If we continue to focus on identifying preventive solutions, like AWHP is doing as an organization, I see the entire landscape of women’s health changing very dramatically.
AWHP: As we turn a corner on the COVID-19 pandemic, what challenges or issues in health care still keep you up at night?
EG: The pandemic both exposed and exacerbated so many health disparities. I’m nervous, however, that we’re moving on from these revelations too quickly — that we won’t take the lessons that we’ve learned and implement solutions that remedy them. Now that we’re turning the corner on the pandemic, we can’t forget everything we’ve learned. Instead, we need to actually make sure that the lessons that we learned during the pandemic are absorbed and addressed. One area that I do see exciting momentum in, however, is diversity and representation in clinical trials.
AWHP: What was appealing to you about working with AMWA? What do you hope to accomplish during your tenure as its President?
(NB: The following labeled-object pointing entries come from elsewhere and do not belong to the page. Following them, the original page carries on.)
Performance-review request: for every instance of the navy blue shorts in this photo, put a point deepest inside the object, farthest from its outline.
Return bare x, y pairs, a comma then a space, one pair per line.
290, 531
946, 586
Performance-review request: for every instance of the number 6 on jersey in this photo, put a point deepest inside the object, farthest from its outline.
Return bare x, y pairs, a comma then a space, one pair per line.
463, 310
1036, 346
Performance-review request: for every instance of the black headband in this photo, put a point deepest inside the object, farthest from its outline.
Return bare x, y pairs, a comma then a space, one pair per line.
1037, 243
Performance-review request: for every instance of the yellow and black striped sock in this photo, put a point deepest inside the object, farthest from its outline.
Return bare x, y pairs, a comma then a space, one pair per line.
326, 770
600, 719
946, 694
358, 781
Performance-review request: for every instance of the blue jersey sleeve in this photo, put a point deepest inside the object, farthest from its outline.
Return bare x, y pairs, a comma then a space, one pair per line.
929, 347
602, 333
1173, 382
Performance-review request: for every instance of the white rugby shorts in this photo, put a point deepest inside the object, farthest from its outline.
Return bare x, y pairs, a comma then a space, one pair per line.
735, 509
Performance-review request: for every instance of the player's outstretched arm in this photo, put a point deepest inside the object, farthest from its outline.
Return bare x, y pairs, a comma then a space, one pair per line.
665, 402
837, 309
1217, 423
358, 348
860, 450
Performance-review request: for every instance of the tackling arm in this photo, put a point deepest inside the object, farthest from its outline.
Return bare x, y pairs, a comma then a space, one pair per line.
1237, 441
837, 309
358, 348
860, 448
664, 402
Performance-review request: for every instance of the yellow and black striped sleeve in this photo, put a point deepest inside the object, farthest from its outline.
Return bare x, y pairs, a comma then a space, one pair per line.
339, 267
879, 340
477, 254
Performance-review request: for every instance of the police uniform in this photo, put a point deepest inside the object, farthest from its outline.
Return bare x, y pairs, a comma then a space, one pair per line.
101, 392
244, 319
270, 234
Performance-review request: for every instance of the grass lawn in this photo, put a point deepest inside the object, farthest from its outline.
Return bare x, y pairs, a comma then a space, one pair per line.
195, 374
EG: I’ve been working with AMWA as a general member and a Board Member for more than eight years. AMWA is a very unique physicians’ organization in that it’s smaller and not specialty-specific, which results in it being a more supportive, non-competitive environment. It’s truly an organization where people just want to work together and do good, and I felt that from the get-go. During my tenure as AMWA President, I’m hoping to relay the message that all physicians are working in women’s health, whether they realize it or not. In nearly every disease area, health conditions manifest differently in women than they do in men. As such, any physician who works with women is a so-called “women’s health specialist.” I think that AMWA has the opportunity to greatly expand its impact as an organization when we all realize that fact, and realize that we should all be advocates for women’s health.